É possível reformar um imóvel financiado?

É possível reformar um imóvel financiado?

O financiamento imobiliário é a alternativa de milhões de brasileiros que desejam realizar o sonho de uma moradia própria. Quando o sonho finalmente se realiza vem a dúvida: será que eu posso fazer uma obra ou uma reforma no meu imóvel financiado?

Quem opta por essa modalidade de pagamento precisa ficar atento às regras sobre obras no imóvel alienado para que sua alegria não seja transformada em dor de cabeça e pior, em prejuízo. Mas então, o que a lei permite quando o assunto é realizar melhorias em um imóvel financiado? Se liga no nosso artigo.

Todo mundo quer deixar seu cantinho mais a sua “cara”, mas é preciso conhecer os requisitos legais antes de iniciar qualquer modificação interna ou externa. A principal razão para o impedimento de tipos específicos de obras em um imóvel financiado é o chamado contrato de alienação fiduciária.

Esse instrumento foi oficializado pela lei federal 9.514/97, que determina a posse do imóvel ao proprietário enquanto o comprador estiver quitando as prestações que compõem o valor do bem. Quando a dívida é paga, o contrato obriga o dono a entregar a moradia ao novo proprietário por meio de um documento de transferência lavrado em cartório.

Nesse cenário, o imóvel financiado permanece na posse da instituição bancária até que o devedor pague a última parcela referente ao preço do bem. Por esse motivo, o futuro proprietário não pode realizar certas obras em uma moradia que, por enquanto, ainda não é efetivamente dele.

Apesar disso, existem melhorias que são permitidas em um imóvel financiado.
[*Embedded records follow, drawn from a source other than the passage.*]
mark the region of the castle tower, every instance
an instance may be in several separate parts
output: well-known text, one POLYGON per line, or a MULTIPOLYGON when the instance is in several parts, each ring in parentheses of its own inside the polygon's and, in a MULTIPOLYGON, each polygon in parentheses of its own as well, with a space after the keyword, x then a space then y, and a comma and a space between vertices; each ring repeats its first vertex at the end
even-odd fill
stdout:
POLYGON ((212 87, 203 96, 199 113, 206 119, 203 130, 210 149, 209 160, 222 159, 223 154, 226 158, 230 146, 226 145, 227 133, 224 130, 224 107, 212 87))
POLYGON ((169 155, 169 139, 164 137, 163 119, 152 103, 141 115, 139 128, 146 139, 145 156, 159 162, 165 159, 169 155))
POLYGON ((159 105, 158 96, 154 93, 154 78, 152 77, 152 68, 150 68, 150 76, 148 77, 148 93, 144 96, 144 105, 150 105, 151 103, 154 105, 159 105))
Obras de manutenção como troca ou reparos no telhado, pintura de paredes, modernização ou correção das instalações elétricas, hidráulicas e do gás, instalação de armários e até substituição de pisos, revestimentos e vasos sanitários. Já dá para deixar seu cantinho mais legal, não?

Entre as intervenções não permitidas estão demolição de paredes, construção de novos ambientes, retirada de pilares de sustentação, substituição de esquadrias (sem estarem danificadas pelo uso), alteração da fachada externa e qualquer modificação que altere a planta original ou a área total do imóvel.

Claro, há excessões. O ideal mesmo é fazer um pedido de autorização à instituição bancária detentora do imóvel, levando sempre em consideração o motivo da obra. Em alguns casos, o futuro proprietário não tem a intenção de vender a propriedade. Já outros têm em mente valorizar o imóvel para repassá-lo por um valor mais alto do que o da compra.

Se o objetivo é morar sem o desejo de vender o imóvel futuramente, obras estruturais servirão para atender aos desejos da família, como o conforto ou detalhes estéticos. Se repassar o imóvel no futuro for uma opção, é necessário pensar mais adiante, ou seja, se as alterações no imóvel atenderão as necessidades dos futuros moradores.

Em algumas situações, uma alteração da composição dos cômodos não se alinha com o perfil predominante das pessoas que buscam por uma moradia na região em que o imóvel financiado está endereçado. Se não houver essa compatibilidade, o bem será desvalorizado e possivelmente a autorização não será concedida.

E é por isso que toda obra, principalmente as que necessitam autorização, deve ser muito bem planejada e ter um motivo claro para acontecer, pois obras em imóveis financiados exigem um processo bem estudado e o cumprimento de uma série de regras técnicas. Portanto, mesmo que haja uma grande espera para quitar o financiamento, o imóvel um dia será seu, e aí será o grande momento de realizar seus projetos na sua moradia.